O Brasil mobilizará 85.000 policiais e soldados para garantir a segurança durante o maior evento já realizado na América do Sul. O contingente, que incluirá a presença de agentes estrangeiros, supera em mais de 30.000 homens o número total de policiais do Estado do Rio. O orçamento global de segurança, entretanto, não foi divulgado, dificultando assim que se saiba se o Governo vai injetar mais recursos diante da ameaça terrorista.

As dezenas de instituições brasileiras responsáveis pelo planejamento de segurança da Olimpíada, incluindo todos os corpos policiais, o Exército, os comitês organizadores e os ministérios de Justiça e Defesa, se reuniram nesta quarta-feira com representantes de 78 países. A reunião foi convocada antes dos atentados de Paris, e a ideia era informar às delegações estrangeiras sobre o plano que o Brasil seguirá durante os Jogos. Sem dar muitos detalhes, as autoridades se esforçaram em transmitir uma mensagem: “O Brasil está preparado para organizar uma Olimpíada segura”.

A estratégia antiterrorista sempre foi parte dos planos de segurança de qualquer evento, e os brasileiros contam com parceiros, como a França e os Estados Unidos, com os quais há anos compartilha experiências em inteligência e operação. Mas o terrorismo é uma ameaça que, na prática, o Brasil nunca enfrentou. O país não conta até hoje, por exemplo, com uma legislação antiterrorista específica.

Sem visto para promover o turismo

A presidenta Dilma Rousseff sancionou na terça-feira desta semana uma lei que permitirá aos estrangeiros entrar no Brasil sem visto durante o período da Olimpíada. A medida pretende promover o turismo de países como Estados Unidos, Japão, Austrália e China. Apesar do impacto positivo que essa medida pode vir a ter num momento de crise econômica, ela não foi bem recebida por alguns setores das Forças Armadas e da Agência Brasileira de Inteligência. Especialistas como Woloszyn acreditam que a lei não deve afetar a segurança, mas vê uma importância simbólica. “Estamos agindo ao contrário do mundo. Enquanto a maioria dos países está aumentando os controles, nós decidimos relaxá-los.”

“Temos uma grande experiência na organização de grandes eventos, temos agentes tão preparados quanto os de qualquer outro país, mas há um fator de risco: o Brasil não tem experiência nesse tipo de crime”, diz o consultor Woloszyn. “Acho ridículo dizer que o Brasil está preparado para combater o terrorismo sem dizer como. Não estamos preparados tecnicamente. Não vejo que nossas autoridades policiais tenham se preparado para estudar as ações policiais de outros países e para se qualificar e especializar para compreender essas facções terroristas”, lamenta Storani.

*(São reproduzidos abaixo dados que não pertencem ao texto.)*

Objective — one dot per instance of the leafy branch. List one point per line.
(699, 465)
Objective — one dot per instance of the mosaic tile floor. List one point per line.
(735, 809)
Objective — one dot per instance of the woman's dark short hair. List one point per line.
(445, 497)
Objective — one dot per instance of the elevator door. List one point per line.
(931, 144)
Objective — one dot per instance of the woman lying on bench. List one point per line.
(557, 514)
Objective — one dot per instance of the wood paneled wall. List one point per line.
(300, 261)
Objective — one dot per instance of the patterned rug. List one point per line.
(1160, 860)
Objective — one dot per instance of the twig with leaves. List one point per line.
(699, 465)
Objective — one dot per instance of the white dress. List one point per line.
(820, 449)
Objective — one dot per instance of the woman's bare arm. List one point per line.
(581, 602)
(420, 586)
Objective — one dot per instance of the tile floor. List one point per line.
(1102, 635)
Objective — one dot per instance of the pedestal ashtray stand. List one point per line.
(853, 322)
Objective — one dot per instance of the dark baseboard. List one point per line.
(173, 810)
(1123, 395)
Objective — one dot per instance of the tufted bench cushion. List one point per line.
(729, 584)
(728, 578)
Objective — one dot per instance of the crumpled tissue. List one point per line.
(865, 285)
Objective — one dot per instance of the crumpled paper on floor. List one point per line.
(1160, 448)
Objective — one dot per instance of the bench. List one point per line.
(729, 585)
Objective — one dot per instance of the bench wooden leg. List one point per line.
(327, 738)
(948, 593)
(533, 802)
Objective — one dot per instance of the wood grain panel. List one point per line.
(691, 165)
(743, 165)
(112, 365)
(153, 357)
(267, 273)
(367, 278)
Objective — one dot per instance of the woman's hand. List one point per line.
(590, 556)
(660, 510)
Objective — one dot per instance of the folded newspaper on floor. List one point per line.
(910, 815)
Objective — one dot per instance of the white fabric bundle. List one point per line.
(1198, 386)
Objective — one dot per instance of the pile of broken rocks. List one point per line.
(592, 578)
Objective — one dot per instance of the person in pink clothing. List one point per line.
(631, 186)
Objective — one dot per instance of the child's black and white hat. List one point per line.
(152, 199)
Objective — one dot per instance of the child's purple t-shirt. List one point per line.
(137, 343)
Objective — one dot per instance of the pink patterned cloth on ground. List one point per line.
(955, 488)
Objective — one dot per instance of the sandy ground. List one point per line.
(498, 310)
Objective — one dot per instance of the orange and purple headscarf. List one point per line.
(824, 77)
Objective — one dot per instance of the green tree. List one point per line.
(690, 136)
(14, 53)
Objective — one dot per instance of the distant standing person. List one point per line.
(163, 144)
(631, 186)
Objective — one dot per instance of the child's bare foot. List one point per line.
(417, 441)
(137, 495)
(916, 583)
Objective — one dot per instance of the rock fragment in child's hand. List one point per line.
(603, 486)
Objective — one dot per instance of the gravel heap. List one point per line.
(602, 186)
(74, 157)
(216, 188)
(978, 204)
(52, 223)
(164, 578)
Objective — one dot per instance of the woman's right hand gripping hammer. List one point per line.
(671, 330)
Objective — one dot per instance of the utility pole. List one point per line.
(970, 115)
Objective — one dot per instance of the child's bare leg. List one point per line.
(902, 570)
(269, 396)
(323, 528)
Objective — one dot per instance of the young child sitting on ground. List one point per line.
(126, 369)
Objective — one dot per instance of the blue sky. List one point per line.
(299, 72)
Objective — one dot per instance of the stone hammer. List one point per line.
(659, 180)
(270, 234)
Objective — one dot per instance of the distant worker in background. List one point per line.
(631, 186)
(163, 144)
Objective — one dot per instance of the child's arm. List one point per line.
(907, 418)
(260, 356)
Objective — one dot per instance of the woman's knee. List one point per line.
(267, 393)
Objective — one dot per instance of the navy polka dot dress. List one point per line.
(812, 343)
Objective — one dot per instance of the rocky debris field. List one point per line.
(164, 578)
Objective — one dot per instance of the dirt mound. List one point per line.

Woloszyn admite que o risco de um ataque terrorista durante os Jogos é remoto, embora há, ainda, a memória viva dos ataques de Munique, durante a Olimpíada de 1972, quando terroristas palestinos mataram em pleno evento 11 atletas e treinadores israelenses. “Se nos fixarmos no comportamento dos extremistas islâmicos, podemos notar que suas ações se caracterizam por escolher alvos civis em sua rotina urbana, onde não há um reforço de segurança específica, onde não há um estado de alerta. Um atentado nos Jogos seria difícil e nada benéfico para o Estado Islâmico.” É preciso considerar, no entanto, "que estratégias podem mudar pois são dinâmicas e não se pode contar com a racionalidade dos extremistas", complementa o especialista.

Os ‘lobos solitários’

A vulnerabilidade do Brasil, além das falhas no controle dos seus mais de 15.700 quilômetros de fronteiras, depende também da observação dos chamados lobos solitários, que, inspirados em grupos radicais, atuam individualmente. “É uma figura analisada pelos órgãos de segurança do mundo todo. O Brasil está atento a tudo, às organizações terroristas e aos lobos solitários”, assegurou o ministro da Justiça, José Eduardo Cardozo.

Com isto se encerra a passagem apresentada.